Oregon’s legislators and governor have a big decision to make regarding the future of wolves in the state. It is a litmus test on whether these leaders are honest, decent and wise and whether they serve the hopes and dreams of a clear majority of Oregonians, or other interests. Will these supposed leaders do the right thing for wolves and for a brighter future for Oregon or will they fall back on the dark side of Oregon’s history?
Honest science, healthy ecosystems and biodiversity, the public trust doctrine, basic decency and respect and the clear will of the majority, all favor wolf protection. 96% of Oregonians told the state wildlife agency they favor wolf protection. Additionally, Oregon’s Department of Fish and Wildlife website makes crystal clear that the presence of approximately one hundred wolves has resulted in a near zero effect on the state’s 1,300,000 cattle, as depredation by wolves is barely out of the single digits per year. No honest person can claim with a straight face that Oregon has anything resembling a wolf problem because it does not have such a problem.
The truth is, just as in nearby Idaho, there is a people problem, but in Oregon it comes from a relatively small number of people. Their long held prejudices and their willingness to demonize and kill vital and innocent wolves while lying about them is well known. Some have no shame in spreading utter nonsense about ‘Canadian super wolves’, snarling monster beings and the end of the world triggered by…. fairy tales.
But Oregon is supposed to be different, isn’t it? Oregon is a green and enlightened state, where honesty, decency and justice rule, right?
I had the pleasure of visiting Oregon for three weeks in June and July of 2014. I arrived in the state with a high regard for its vast natural beauty, its magnificent native wildlife, lush forests and magical coast. The forward thinking reputation of its people resonated in my mind.

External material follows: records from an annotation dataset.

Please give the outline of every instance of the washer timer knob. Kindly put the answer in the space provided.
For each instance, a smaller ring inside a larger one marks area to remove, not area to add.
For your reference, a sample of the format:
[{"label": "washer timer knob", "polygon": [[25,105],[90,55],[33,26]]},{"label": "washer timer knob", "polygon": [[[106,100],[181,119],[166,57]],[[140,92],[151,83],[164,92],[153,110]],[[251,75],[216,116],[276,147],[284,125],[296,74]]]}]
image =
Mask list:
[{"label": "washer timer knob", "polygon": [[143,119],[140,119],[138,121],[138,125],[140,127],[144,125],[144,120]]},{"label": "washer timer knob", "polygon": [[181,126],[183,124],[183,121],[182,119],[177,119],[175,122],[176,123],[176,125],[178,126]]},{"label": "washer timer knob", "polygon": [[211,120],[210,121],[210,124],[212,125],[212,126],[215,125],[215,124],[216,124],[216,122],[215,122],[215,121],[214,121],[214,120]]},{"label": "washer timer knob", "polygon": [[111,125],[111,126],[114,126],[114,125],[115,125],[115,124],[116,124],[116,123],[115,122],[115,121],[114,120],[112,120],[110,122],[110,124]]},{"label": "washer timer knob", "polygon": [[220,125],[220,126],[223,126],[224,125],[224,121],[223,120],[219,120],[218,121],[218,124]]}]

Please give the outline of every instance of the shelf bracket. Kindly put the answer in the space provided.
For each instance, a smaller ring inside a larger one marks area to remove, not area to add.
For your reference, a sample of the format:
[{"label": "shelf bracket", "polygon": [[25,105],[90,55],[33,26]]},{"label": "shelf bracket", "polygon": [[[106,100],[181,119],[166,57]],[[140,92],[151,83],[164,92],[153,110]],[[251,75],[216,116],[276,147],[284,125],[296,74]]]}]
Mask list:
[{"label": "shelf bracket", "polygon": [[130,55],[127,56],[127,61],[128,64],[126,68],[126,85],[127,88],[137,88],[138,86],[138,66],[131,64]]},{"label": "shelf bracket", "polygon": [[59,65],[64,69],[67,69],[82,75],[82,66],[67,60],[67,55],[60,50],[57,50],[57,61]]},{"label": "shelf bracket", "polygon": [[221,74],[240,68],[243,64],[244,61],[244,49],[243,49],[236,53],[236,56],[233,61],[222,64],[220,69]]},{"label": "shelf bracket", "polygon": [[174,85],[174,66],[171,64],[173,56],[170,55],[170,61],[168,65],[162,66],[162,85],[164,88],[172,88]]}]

After an enjoyable week with a hiking club based in Portland, I rented a car and drove to the Wallowa Valley drawn by my respect for Chief Joseph and his Nez Perce people whose sacred homeland this had been for thousands of years. I hiked into the mountains and canoed, took lots of pretty pictures of horses and deer (they are everywhere), water and forests and people and their dogs. I explored and lingered for many hours in the very field where Chief Joseph gathered with his people as they prepared to flee their homeland, their very lives hanging in the balance. My heart felt heavy and sad, as if the unbearable heart ache of 800 innocent souls still hovers over this valley and the beautiful green field guarded by trees and mountains.

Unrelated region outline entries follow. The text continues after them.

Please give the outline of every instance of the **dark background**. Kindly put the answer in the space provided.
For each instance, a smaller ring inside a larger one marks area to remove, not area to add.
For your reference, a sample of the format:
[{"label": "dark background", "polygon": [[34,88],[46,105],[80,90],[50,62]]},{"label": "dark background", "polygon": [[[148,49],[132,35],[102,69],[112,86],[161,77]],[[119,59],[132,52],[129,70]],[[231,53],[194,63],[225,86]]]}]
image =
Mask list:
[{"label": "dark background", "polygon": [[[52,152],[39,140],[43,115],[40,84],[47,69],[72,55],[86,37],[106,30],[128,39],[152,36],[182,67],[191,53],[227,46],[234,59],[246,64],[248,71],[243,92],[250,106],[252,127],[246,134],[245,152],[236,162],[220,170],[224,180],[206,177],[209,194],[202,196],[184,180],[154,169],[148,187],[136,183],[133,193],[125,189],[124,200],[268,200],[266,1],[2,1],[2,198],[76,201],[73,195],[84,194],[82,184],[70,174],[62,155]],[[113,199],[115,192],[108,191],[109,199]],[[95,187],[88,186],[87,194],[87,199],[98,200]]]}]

The Nez Perce were the peaceful native tribe who saved the entire Lewis and Clark expedition from certain starvation and death only seventy years earlier. President Jefferson personally promised, in gratitude, that the Wallowa Valley would never be taken from the Nez Perce. Later Presidents re-affirmed that promise, even as more white settlers invaded and threatened to steal the land from its rightful owners. The settlers kept coming and kept threatening. Gold was discovered nearby and the land was taken, the promises broken.
The ancestors of these white settlers are among the 8,000 people who call the Wallowa Valley home today. Some of these people are present day Wallowa cattle ranchers who mythologize and demonize wolves, pressure the state wildlife agency to take action, persistently lobby state legislators and the governor to do something about the wolf problem, the problem that exists in their own minds.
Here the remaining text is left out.